We conducted a randomized, double-masked, placebo-controlled trial of 17P among HIV-infected women attending public-sector antenatal care in Lusaka, Zambia. We excluded women with prior spontaneous PTB or multiple gestation. Participants were randomly allocated to receive weekly intramuscular injections of 250mg 17P or placebo, starting between 16 and 24 gestational weeks and continuing until 36 6/7 weeks, delivery, or stillbirth, whichever occurred first. The trial’s primary outcome was delivery < 37 weeks or stillbirth at any gestational age. We compared the risk of pre-specified outcomes between randomization groups using an intent-to-treat approach.

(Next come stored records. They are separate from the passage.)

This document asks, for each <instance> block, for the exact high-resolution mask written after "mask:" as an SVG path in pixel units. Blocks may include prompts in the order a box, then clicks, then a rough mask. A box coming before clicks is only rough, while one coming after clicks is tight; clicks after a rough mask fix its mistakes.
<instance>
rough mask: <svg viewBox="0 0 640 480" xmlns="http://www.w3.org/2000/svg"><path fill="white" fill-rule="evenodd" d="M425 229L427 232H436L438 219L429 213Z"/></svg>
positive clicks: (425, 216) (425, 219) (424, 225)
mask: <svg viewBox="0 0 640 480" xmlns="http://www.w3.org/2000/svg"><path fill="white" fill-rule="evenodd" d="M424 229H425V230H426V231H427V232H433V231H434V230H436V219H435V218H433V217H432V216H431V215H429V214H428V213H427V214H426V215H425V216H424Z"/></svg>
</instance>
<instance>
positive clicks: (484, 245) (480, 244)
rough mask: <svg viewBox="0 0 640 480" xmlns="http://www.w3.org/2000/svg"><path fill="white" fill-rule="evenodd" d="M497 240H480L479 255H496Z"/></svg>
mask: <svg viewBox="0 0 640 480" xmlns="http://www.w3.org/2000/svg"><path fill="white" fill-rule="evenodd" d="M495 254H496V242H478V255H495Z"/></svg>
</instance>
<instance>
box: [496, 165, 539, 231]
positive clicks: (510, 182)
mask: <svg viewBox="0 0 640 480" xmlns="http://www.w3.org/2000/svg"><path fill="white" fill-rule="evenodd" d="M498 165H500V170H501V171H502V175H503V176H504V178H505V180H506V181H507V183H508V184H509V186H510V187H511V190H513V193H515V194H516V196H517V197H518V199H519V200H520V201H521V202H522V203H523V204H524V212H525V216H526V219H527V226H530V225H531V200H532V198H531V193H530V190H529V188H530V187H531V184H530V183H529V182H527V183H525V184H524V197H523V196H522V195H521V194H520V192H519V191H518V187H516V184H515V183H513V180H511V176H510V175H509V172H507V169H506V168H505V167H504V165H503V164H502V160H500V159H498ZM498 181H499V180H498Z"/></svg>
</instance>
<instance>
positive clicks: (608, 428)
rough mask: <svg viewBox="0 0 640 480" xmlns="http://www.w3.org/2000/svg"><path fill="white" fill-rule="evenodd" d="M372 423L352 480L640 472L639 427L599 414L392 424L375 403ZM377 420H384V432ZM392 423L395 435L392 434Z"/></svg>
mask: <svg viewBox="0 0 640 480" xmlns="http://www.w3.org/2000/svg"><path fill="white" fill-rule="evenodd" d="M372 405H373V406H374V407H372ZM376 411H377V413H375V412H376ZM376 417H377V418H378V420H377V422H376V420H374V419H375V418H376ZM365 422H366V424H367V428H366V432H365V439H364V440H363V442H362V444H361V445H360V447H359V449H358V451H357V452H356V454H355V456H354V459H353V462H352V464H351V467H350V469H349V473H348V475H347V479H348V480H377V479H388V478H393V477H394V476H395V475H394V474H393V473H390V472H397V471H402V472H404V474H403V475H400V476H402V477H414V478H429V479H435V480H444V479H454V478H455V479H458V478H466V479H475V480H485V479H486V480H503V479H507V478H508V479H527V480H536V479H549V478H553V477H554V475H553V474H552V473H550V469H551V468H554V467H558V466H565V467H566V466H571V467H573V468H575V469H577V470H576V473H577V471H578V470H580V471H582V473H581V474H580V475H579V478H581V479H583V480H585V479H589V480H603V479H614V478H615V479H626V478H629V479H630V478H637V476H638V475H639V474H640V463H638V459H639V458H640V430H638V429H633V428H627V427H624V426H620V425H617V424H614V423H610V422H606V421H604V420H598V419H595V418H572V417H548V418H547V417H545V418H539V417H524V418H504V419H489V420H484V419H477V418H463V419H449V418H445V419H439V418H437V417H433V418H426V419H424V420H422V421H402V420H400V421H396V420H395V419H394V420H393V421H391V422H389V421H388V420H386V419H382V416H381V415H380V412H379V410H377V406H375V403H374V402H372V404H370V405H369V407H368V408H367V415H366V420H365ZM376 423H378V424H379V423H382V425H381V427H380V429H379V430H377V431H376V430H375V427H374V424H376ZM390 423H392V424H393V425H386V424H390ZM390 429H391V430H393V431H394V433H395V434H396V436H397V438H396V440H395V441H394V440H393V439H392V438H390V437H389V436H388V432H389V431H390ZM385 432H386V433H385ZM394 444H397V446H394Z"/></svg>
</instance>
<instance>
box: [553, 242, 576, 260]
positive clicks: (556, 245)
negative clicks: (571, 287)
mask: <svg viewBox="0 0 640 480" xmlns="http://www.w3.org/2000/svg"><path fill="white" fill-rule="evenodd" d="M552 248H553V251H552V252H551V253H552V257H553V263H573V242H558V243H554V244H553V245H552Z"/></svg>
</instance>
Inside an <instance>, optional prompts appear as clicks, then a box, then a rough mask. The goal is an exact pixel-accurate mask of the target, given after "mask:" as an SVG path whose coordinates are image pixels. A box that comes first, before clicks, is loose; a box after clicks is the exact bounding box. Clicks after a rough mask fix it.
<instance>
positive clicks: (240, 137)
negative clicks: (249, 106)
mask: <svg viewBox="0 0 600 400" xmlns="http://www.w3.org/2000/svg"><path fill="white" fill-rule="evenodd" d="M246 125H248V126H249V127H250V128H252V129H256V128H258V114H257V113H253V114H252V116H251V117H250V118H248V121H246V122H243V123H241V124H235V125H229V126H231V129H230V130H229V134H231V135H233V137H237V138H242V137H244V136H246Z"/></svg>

800 women were randomized between Feb 2018 and Jan 2020. Baseline characteristics were similar between treatment groups. Adherence to study drug was high in both groups (98%) and delivery outcomes were ascertained for all 800 participants. The primary outcome occurred in 36 (9.02%) participants assigned to 17P and 36 (8.98%) assigned to placebo (risk difference = 0.05; 95% CI: -3.92, 4.01). In a pre-specified analysis excluding provider-initiated PTB phenotypes, 25 (6.36%) women randomized to 17P delivered spontaneously before 37 weeks compared to 26 (6.63%) of those receiving placebo (risk difference = -0.27; 95% CI: -3.72, 3.18). The timing of antiretroviral therapy initiation relative to conception did not affect the risk of the primary outcome nor did it modify the effect of the intervention. Related adverse events were low and occurred at similar rates between the study groups.
In this trial with complete ascertainment of outcomes and very high adherence to study drug, weekly antenatal 17P injections did not reduce the composite risk of preterm delivery or stillbirth among women with HIV in Zambia.